Avnet Technology Solutions’ IBM Solutions Group is aiming to educate solution providers about the opportunity that exists in business analytics with the recent launch of a program it calls “Destination: Analytics.”
Open to Avnet’s solution provider customers in Canada and the U.S., the program offers training, marketing and enablement to partners looking to build their businesses around IBM’s analytics offerings.
“This is a $16 billion opportunity, a huge opportunity for the channel,” said Fred Cuen, senior vice president and general manager of the IBM Solutions Group at ATS.
And considering the place for analytics on IBM’s much-talked-about “2015” roadmap and the hype it’s getting from the highest places at IBM – outgoing CEO Sam Palmisano earlier this year called it the single biggest opportunity for IBM and its partners – it’s no surprise that there’s partner interest.
The first major component of Destination: Analytics is building up a Centre of Excellence around the IBM analytics business. That Centre of Excellence will include resources at Avnet to “help reseller accelerate and decrease the costs and risks of getting into the space,” said Dan Bridenbaugh, director of IBM software solutions at Avnet. “It’s all about whiteboard, building out proofs of concept – anything that increases speed to market.”

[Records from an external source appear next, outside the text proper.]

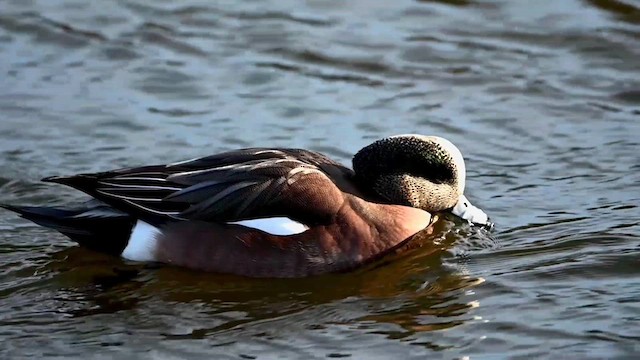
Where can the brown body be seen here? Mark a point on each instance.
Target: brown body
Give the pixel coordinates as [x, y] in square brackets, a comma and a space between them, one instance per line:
[189, 213]
[354, 238]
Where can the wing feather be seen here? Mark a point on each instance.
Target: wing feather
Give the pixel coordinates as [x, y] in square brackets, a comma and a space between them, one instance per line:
[230, 186]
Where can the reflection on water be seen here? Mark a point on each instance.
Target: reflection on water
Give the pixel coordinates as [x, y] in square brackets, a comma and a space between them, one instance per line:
[543, 101]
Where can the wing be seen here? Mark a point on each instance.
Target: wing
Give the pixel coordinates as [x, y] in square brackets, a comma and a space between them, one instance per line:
[231, 186]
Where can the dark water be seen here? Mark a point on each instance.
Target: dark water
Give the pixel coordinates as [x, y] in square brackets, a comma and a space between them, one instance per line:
[542, 97]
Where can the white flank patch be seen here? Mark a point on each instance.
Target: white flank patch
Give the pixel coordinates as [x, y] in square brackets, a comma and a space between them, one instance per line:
[275, 226]
[142, 243]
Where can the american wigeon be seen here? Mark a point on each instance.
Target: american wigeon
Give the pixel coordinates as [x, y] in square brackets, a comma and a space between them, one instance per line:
[267, 212]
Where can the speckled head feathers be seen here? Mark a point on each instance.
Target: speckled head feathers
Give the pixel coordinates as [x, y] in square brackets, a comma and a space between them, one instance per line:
[426, 172]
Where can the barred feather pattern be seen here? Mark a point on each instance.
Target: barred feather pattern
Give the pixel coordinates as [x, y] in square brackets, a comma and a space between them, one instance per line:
[222, 187]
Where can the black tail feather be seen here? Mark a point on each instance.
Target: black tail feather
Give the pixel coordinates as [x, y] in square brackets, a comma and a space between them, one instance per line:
[98, 227]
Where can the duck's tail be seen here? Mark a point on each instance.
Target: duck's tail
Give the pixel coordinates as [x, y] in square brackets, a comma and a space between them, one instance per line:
[95, 226]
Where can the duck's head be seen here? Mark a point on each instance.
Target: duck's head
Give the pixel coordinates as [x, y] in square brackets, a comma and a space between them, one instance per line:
[426, 172]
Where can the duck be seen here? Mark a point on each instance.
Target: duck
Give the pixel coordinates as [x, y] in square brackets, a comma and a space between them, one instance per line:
[267, 212]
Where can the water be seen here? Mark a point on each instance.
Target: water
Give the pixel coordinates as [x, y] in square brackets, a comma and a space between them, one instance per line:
[543, 100]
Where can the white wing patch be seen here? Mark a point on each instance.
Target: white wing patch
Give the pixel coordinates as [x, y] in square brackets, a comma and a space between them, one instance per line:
[281, 226]
[142, 243]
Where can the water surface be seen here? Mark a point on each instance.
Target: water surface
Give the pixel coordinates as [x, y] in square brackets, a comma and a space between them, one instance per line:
[543, 100]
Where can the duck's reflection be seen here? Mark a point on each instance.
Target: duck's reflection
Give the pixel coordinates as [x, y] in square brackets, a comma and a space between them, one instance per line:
[413, 291]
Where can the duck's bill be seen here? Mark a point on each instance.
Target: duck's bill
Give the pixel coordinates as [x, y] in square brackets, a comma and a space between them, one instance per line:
[465, 210]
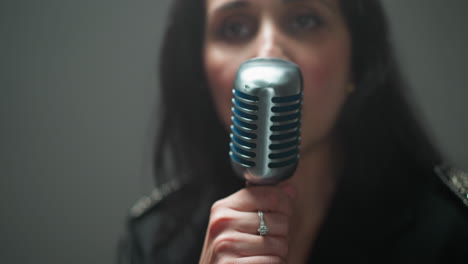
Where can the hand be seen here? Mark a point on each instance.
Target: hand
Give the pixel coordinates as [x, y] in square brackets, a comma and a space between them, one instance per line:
[232, 233]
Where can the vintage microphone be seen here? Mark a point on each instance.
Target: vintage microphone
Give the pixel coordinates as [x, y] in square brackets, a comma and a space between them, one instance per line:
[266, 120]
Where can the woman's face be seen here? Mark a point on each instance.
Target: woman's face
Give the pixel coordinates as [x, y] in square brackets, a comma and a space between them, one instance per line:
[310, 33]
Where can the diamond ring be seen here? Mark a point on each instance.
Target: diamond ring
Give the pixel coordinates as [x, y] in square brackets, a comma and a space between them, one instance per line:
[263, 229]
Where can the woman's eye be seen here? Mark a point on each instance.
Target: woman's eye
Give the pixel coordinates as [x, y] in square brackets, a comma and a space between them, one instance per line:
[305, 22]
[236, 29]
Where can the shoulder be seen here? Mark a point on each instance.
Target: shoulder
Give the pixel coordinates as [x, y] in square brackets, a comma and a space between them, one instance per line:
[438, 231]
[167, 225]
[455, 180]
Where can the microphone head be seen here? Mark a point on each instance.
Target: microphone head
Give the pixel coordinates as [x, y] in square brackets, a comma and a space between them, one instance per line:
[266, 120]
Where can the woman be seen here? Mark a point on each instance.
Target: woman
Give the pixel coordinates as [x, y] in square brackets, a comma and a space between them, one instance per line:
[365, 187]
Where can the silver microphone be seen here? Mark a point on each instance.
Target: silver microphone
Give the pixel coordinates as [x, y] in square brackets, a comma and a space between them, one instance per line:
[266, 120]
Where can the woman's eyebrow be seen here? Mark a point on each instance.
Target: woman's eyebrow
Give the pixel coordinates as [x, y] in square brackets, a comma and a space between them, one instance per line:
[326, 3]
[239, 4]
[236, 4]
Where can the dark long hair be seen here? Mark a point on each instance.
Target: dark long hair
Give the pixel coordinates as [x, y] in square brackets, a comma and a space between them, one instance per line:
[383, 142]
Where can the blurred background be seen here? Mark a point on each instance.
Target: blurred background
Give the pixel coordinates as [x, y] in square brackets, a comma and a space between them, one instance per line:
[78, 88]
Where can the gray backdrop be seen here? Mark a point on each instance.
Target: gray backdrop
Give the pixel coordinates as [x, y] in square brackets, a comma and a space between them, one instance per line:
[78, 89]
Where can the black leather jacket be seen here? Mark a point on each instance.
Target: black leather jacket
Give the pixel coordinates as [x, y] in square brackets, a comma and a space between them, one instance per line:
[168, 226]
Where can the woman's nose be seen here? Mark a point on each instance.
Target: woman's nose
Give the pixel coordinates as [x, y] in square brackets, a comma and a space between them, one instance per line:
[271, 42]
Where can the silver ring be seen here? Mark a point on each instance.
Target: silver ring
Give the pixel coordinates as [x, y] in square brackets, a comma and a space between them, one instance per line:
[262, 230]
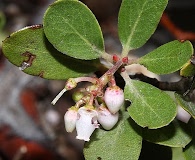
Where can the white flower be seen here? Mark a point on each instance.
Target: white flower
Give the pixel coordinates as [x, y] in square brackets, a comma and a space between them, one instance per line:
[86, 123]
[70, 119]
[114, 98]
[106, 118]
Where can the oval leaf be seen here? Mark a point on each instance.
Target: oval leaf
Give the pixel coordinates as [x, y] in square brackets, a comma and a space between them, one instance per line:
[138, 21]
[188, 70]
[122, 142]
[150, 107]
[30, 45]
[176, 134]
[168, 58]
[188, 106]
[73, 30]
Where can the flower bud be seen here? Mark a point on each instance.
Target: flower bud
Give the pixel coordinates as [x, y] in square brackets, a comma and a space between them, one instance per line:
[114, 98]
[70, 119]
[77, 96]
[86, 123]
[183, 115]
[106, 118]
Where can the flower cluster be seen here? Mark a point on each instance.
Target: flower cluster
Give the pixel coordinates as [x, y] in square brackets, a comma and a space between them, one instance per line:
[97, 104]
[86, 118]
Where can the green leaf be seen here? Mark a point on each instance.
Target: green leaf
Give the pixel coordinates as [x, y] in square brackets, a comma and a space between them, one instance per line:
[168, 58]
[188, 106]
[30, 45]
[150, 107]
[188, 70]
[176, 134]
[138, 21]
[123, 142]
[73, 30]
[177, 153]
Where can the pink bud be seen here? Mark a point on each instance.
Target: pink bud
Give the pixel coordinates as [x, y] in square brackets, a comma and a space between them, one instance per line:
[114, 98]
[183, 115]
[86, 123]
[106, 118]
[70, 119]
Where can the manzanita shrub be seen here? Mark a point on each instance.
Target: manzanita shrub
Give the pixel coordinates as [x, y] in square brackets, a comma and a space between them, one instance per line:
[69, 45]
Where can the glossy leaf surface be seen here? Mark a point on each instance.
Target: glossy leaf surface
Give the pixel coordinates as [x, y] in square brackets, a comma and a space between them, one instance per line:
[176, 134]
[168, 58]
[73, 30]
[188, 106]
[122, 142]
[188, 70]
[30, 45]
[150, 107]
[138, 21]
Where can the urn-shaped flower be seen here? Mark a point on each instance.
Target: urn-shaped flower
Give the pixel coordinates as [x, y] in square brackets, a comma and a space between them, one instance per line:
[70, 119]
[114, 98]
[86, 122]
[106, 118]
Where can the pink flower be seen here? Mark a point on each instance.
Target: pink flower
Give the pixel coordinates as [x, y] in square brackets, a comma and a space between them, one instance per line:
[70, 119]
[106, 118]
[114, 98]
[86, 123]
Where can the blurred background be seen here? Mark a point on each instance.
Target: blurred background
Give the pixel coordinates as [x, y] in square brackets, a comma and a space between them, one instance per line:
[30, 127]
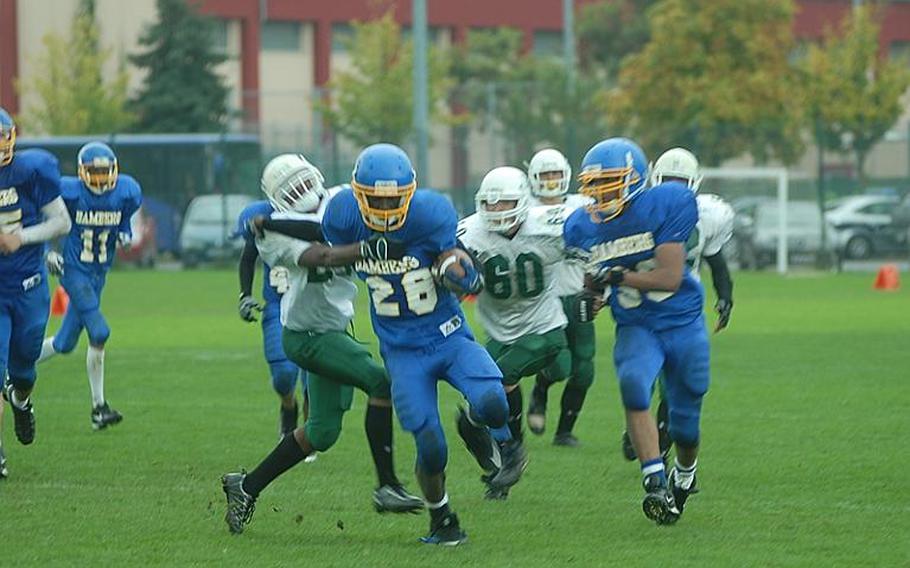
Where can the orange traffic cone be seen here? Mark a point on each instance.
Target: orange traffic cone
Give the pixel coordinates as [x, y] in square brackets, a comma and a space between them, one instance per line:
[59, 301]
[888, 278]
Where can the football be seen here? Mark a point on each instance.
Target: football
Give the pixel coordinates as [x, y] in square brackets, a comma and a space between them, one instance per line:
[449, 262]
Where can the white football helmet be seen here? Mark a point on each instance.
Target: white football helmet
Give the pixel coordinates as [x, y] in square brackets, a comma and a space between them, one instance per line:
[503, 184]
[549, 160]
[677, 163]
[293, 184]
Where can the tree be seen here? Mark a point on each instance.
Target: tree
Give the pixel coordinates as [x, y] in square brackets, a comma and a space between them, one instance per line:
[715, 77]
[373, 101]
[74, 96]
[523, 96]
[854, 95]
[183, 91]
[610, 30]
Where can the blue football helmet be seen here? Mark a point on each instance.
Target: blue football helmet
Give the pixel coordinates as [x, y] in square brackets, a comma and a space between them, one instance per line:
[7, 138]
[98, 167]
[384, 183]
[612, 173]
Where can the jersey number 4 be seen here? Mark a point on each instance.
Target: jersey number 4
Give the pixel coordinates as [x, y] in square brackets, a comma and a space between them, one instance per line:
[88, 245]
[419, 293]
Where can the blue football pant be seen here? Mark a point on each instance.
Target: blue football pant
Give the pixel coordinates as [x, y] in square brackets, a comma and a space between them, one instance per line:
[461, 362]
[683, 353]
[84, 311]
[23, 321]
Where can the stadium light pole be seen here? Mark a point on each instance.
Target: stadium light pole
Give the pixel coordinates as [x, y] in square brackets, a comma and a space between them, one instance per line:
[421, 98]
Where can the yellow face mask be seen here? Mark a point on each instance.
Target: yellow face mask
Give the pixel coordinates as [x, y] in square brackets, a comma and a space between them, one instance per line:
[384, 207]
[609, 188]
[7, 144]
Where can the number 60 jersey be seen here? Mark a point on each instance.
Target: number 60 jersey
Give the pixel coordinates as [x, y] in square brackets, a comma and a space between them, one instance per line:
[97, 220]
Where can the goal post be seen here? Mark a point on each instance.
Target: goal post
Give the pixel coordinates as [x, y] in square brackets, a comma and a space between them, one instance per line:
[773, 180]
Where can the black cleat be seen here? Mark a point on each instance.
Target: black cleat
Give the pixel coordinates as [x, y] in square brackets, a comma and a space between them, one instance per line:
[395, 499]
[103, 416]
[447, 532]
[478, 441]
[565, 439]
[287, 422]
[680, 495]
[628, 450]
[514, 463]
[658, 504]
[537, 411]
[23, 418]
[240, 503]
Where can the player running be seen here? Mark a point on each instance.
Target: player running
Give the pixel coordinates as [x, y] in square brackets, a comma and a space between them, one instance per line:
[714, 229]
[316, 311]
[634, 243]
[31, 213]
[520, 250]
[550, 174]
[423, 334]
[100, 202]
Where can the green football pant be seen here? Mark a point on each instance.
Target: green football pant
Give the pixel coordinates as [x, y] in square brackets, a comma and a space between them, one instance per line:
[336, 364]
[531, 354]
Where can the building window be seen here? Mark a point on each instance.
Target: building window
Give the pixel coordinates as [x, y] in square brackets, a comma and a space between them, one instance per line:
[281, 36]
[342, 34]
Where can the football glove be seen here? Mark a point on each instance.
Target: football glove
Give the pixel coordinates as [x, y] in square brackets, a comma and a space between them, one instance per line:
[124, 240]
[247, 308]
[54, 262]
[379, 247]
[470, 283]
[609, 276]
[724, 308]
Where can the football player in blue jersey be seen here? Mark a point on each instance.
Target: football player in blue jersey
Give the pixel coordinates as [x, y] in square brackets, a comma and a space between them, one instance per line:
[100, 202]
[633, 240]
[275, 282]
[423, 334]
[31, 213]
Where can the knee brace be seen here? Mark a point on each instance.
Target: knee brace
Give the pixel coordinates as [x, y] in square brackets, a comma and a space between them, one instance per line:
[432, 452]
[491, 408]
[322, 436]
[284, 377]
[96, 327]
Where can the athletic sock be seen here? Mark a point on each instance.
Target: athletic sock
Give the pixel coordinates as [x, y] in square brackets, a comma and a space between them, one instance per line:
[572, 400]
[654, 467]
[378, 424]
[440, 510]
[685, 475]
[516, 406]
[47, 349]
[286, 455]
[94, 364]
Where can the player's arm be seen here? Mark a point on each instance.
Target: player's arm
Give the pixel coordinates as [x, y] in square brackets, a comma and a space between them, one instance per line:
[723, 287]
[56, 223]
[246, 269]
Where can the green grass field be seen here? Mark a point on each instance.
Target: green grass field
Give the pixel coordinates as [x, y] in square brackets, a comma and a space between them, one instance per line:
[804, 431]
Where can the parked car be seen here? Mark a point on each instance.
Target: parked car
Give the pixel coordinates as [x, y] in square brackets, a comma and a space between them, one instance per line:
[757, 236]
[207, 227]
[144, 248]
[863, 225]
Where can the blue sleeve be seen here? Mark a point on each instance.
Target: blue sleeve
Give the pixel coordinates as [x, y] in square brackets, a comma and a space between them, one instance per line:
[336, 223]
[443, 226]
[680, 215]
[47, 179]
[131, 204]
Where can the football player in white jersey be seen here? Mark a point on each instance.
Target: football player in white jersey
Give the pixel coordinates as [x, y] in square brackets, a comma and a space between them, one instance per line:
[713, 230]
[316, 311]
[550, 173]
[519, 250]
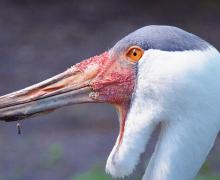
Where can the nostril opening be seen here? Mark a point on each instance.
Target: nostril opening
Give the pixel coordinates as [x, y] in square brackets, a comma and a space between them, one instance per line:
[53, 88]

The second component is correlating analytics capabilities to specific industry concerns and issues – for example compliance-related issues in healthcare. By better identifying industry-specific pain points, Bridenbaugh said, solution providers will be able to ramp up their analytics business even more quickly.
And finally, Avnet has put in place a dedicated group of field sales resources and solution architect resources to help solution providers build out their plans and execute them.
“We help them map out what particular partners need, what marketing support they need, the education, the technical per-sales and post-sales, and helping them with building custom plans,” Bridenbaugh said.
Cuen said analytics shines as a channel opportunity because it’s “all very services driven,” and led by business process and pain as opposed to technology products. He said the program would be ideal for a variety of infrastructure VARs, SIs and even ISVs with a variety of ranges of ability and skillsets in analytics.
“The biggest key is identifying what [the partner] really wants to do, what they really want to invest,” he said. “We’ll help them understand what they want to do and then marry that with our capabilities.”
Bridenbaugh said the most likely candidates for the program are those who have already built business around adjacent products, such as data governance and data cleansing. It’s also a very vertical solution – with the aforementioned healthcare opportunity and the finance industry particularly hot.
While those partners will be able to ramp up very quickly, there’s a whole next layer of partners who may take a little bit longer to get up to speed, but for whom the opportunity is no less real.
So for a distributor that has a Path for everything, why not AnalyticsPath in keeping with its SolutionsPath methodology and programs? According to Cuen, there’s a lot of the SolutionsPath approach in Destination: Analytics. But not the name, because the SolutionsPath practices focus on presenting vendor-neutral solutions education and information. So the methodology remains the same, but Destination: Analytics is much more closely linked to Big Blue and its analytics offerings.
However, Cuen suggested that analytics-related elements would be finding their way into the material for various SolutionsPath areas, most notably those dedicated to vertical markets.